Amin Maalouf en Les identités meurtrières (1998) señalaba el peligro de que la identidad mate la vida que hay por debajo de ella, calificando la identidad de 'asesina' (meurtrière, en francés), un concepto que moviliza a muchos individuos y colectividades que la reivindican sin embargo.
Una máxima anarquista popular muy celebrada, a semejanza de “No le deseo un mal a nadie” reza, “No le deseo un Estado a nadie”. Sirvió como título del libro colectivo sobre el conflicto catalán que publicó la editorial Pepitas de calabaza en 2018, firmado por Tomás Ibáñez, Santiago López Petit y Miquel Amorós entre otros. La frase ácrata contra el Estado puede perfectamente reescribirse de un modo más general como “No le deseo una identidad a nadie”, como ha hecho recientemente el artista Esteban Urenda en su exposición titulada 'Ser / Yo / La muerte" creando retratos pictóricos a modo de collages, que recuerdan a veces la técnica cubista, donde no se tienen en cuenta el sexo ni fisonomía individual del rostro retratado, sino sólo diversos y contrapuestos rasgos fragmentarios.

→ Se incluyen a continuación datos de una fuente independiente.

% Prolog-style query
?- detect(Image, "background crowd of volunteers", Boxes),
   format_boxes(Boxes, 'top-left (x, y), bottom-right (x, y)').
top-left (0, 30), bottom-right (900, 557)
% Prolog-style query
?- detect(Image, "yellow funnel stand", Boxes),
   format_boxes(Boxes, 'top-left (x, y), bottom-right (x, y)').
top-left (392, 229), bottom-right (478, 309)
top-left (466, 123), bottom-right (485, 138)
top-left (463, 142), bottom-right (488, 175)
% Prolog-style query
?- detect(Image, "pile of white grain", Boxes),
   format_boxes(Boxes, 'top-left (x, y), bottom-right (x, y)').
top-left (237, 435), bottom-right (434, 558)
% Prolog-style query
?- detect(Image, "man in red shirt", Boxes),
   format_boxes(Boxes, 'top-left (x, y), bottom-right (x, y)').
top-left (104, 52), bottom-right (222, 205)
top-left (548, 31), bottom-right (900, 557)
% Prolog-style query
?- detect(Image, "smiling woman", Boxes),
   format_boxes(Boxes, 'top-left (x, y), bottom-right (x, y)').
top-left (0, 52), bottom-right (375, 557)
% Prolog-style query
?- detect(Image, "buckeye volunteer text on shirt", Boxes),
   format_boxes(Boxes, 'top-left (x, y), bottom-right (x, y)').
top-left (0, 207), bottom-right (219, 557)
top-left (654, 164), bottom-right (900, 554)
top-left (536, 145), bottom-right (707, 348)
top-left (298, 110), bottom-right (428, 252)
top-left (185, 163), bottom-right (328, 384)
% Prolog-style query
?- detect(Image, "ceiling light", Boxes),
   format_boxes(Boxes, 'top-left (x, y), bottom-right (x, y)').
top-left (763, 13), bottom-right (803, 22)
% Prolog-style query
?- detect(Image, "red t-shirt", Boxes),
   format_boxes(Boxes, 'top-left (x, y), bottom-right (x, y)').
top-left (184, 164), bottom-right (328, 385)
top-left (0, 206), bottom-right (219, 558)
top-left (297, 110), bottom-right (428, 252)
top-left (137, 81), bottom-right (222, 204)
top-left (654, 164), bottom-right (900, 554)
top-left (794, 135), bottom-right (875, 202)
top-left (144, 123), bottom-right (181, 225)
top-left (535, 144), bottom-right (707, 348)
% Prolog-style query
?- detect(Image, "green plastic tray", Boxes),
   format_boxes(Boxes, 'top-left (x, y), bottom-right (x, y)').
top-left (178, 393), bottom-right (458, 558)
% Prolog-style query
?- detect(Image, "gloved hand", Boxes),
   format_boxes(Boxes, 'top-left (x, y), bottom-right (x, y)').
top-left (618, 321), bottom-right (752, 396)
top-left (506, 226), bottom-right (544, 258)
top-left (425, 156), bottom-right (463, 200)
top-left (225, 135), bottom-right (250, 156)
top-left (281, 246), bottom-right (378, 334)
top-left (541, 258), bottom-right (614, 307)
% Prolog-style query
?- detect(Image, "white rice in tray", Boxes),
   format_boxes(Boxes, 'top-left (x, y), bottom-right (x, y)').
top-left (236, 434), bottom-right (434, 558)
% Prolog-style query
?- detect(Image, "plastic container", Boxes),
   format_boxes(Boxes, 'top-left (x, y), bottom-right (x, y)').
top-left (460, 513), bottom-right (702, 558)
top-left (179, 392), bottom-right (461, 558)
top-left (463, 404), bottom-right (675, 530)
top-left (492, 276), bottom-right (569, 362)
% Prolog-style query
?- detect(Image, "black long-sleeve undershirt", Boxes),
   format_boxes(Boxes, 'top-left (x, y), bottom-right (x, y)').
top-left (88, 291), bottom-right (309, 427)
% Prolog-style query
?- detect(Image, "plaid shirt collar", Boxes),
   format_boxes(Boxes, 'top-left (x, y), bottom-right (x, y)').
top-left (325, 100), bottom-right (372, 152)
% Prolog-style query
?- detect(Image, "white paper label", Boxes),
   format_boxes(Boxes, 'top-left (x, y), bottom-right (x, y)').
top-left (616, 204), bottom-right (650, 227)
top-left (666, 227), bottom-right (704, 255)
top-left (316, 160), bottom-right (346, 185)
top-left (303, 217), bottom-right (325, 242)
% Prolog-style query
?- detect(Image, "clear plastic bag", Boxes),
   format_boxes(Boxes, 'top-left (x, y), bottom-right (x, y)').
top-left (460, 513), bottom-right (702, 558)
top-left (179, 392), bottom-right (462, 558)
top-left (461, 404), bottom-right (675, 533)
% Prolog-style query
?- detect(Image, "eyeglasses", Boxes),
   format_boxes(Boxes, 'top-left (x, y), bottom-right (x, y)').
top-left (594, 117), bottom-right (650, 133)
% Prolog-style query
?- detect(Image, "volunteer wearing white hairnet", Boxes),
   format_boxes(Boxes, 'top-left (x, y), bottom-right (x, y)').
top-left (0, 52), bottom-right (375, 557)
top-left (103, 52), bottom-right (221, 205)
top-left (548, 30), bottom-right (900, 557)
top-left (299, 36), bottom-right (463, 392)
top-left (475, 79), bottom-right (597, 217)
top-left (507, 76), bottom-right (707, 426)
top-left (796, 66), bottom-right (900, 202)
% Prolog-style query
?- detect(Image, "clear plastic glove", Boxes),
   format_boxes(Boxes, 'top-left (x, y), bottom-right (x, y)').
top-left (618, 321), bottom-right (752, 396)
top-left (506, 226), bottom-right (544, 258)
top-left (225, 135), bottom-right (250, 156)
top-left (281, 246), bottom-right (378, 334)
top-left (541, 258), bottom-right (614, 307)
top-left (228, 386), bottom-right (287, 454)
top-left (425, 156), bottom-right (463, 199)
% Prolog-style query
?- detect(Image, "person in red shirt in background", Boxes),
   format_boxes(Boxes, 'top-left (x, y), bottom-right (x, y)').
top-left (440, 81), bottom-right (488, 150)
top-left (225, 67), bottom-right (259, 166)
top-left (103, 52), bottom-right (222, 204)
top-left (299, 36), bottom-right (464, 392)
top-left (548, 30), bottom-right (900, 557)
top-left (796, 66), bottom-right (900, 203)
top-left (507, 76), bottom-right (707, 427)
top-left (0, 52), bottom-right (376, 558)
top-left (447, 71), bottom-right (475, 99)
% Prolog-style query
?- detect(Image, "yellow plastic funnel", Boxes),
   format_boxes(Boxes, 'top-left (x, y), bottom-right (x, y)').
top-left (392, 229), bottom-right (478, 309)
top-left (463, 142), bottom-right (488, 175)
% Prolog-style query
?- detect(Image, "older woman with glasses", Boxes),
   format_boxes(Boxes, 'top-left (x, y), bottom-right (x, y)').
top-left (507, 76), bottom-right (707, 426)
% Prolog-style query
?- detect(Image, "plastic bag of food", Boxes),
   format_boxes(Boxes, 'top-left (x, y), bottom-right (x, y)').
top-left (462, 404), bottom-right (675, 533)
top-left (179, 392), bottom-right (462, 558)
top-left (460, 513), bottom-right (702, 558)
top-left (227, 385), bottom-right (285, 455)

Pero en la lucha contra las identidades asesinas -y todas lo son a su modo- topamos con la resistencia de muchas identidades tanto personales como sociales que quieren poner de relieve su condición marginada o poco visibilizada, reivindicando sus señas de identidad o idiosincrasia, es decir, el conjunto de rasgos particulares distintivos y propios que caracterizan a un individuo personal o a una colectividad como diferentes de los demás, para armar y justificar de ese modo su existencia.
Alguien dijo alguna vez, no recuerdo quién ni dónde lo leí, que la identidad era una conversación siempre inacabada e interminable, una conversación que no tenía conclusión.
La palabra identidad, hoy tan en boga no solo por la exigencia española de la posesión de un Documento Nacional de Identidad, para los mayores de 14 años (las tiernas criaturas, afortunadas ellas, están exentas de él todavía, aunque si son menores de esa edad pueden solicitarlo voluntariamente), sino también por las reivindicaciones identitarias tanto individuales como colectivas, es, sin embargo, una palabra relativamente reciente. No está atestiguada en castellano hasta el siglo XV. Es de origen latino, pero ni siquiera es latín clásico, sino eclesiástico y tardío.
El término identitas identitatis, en efecto, es un neologismo formado a partir de idem, que significa 'el mismo', formado a su vez a partir is + dem ('este precisamente', siendo -dem una partícula de insistencia, enfática o redundante, que significa 'precisamente') sobre el modelo de entitas entitatis (que significa 'entidad', y es palabro mucho más reciente en castellano, formado en latín sobre ens entis, el participio de presente tardío e inexistente en latín clásico del verbo ser, a imagen del griego ὤν ὄντος) para traducir el griego ταὐτότης cuya invención hay que atribuirle probablemente a Aristóteles, término que emplea tanto en su Metafísica como en Ética a Nicómaco, y que nos lleva a la formulación tautológica del principio de identidad de que una cosa es igual a sí misma. El origen del término, es por lo tanto, bastante académico, culto y restringido.
Sin embargo el término se ha popularizado. Se decía en 1951, cuando se estrenó el DNI, el popular carné de identidad, reencarnación de la antigua 'cédula personal', que te daban un “número que te valía para toda la vida”. El número 1 fue a parar al entonces dictador y Jefe del Estado Francisco Franco. Y recientemente se ha llegado hasta el DNI electrónico.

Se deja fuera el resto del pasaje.